Maaike van der Aar, bestuurder FNV Jeugdzorg, maakt zich grote zorgen: ‘Zo weinig tijd kunnen besteden aan kinderen, betekent dat medewerkers structureel overwerken om kinderen niet in de steek te laten of om ongelukken te voorkomen. Het betekent ook dat kinderen op wachtlijsten staan. Nu hebben we voor het eerst ook daadwerkelijk kunnen berekenen hoeveel tijd er dan gemiddeld beschikbaar is voor daadwerkelijke hulp aan kinderen. En dan schrik je je kapot. Deze situatie is zowel voor medewerkers als gezinnen alle grenzen over en onverantwoord.’

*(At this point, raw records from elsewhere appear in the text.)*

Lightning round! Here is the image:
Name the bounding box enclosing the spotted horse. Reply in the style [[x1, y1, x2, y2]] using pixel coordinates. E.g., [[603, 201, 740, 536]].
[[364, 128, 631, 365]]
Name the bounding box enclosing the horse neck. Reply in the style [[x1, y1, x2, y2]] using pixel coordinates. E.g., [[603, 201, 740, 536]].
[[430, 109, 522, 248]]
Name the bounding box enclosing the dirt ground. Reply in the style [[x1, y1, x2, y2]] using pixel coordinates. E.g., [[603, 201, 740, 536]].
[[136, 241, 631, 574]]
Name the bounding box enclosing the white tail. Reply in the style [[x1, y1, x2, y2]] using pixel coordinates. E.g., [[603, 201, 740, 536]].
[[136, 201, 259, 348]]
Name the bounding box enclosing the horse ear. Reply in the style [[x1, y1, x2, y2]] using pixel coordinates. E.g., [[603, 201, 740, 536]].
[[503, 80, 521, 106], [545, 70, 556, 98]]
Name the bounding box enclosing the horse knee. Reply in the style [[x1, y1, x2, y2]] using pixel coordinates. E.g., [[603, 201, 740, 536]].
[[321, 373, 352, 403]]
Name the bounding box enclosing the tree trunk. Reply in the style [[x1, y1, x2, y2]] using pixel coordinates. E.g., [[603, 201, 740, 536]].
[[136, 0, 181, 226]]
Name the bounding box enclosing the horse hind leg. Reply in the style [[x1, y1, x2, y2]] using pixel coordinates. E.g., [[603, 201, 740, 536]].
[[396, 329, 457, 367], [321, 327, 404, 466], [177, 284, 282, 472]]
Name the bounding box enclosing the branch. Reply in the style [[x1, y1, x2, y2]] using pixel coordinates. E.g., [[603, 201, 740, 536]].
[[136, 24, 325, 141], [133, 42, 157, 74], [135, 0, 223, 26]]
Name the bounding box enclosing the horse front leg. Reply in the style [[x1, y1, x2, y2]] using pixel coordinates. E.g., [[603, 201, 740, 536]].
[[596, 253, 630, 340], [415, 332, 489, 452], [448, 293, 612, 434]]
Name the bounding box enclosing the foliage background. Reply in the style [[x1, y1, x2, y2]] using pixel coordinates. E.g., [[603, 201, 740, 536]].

FNV Jeugdzorg maakte vorig jaar voor het eerst cao-afspraken met werkgevers over een rekenmodel om werkzaamheden te laten passen in de persoonlijke inzetbare uren van een medewerker. Om de werkdruk te verminderen, is een systeem ingevoerd waarbij de beschikbare uren worden verdeeld over tijd die jeugdzorgprofessionals aan kerntaken - zoals contact met cliënten - besteden (inclusief reistijd, administratie en casusbespreking) en overige werkzaamheden (zoals hersteltijd, scholing en inwerken van collega’s). En dit alles moet passen binnen de inzetbare tijd van een medewerker.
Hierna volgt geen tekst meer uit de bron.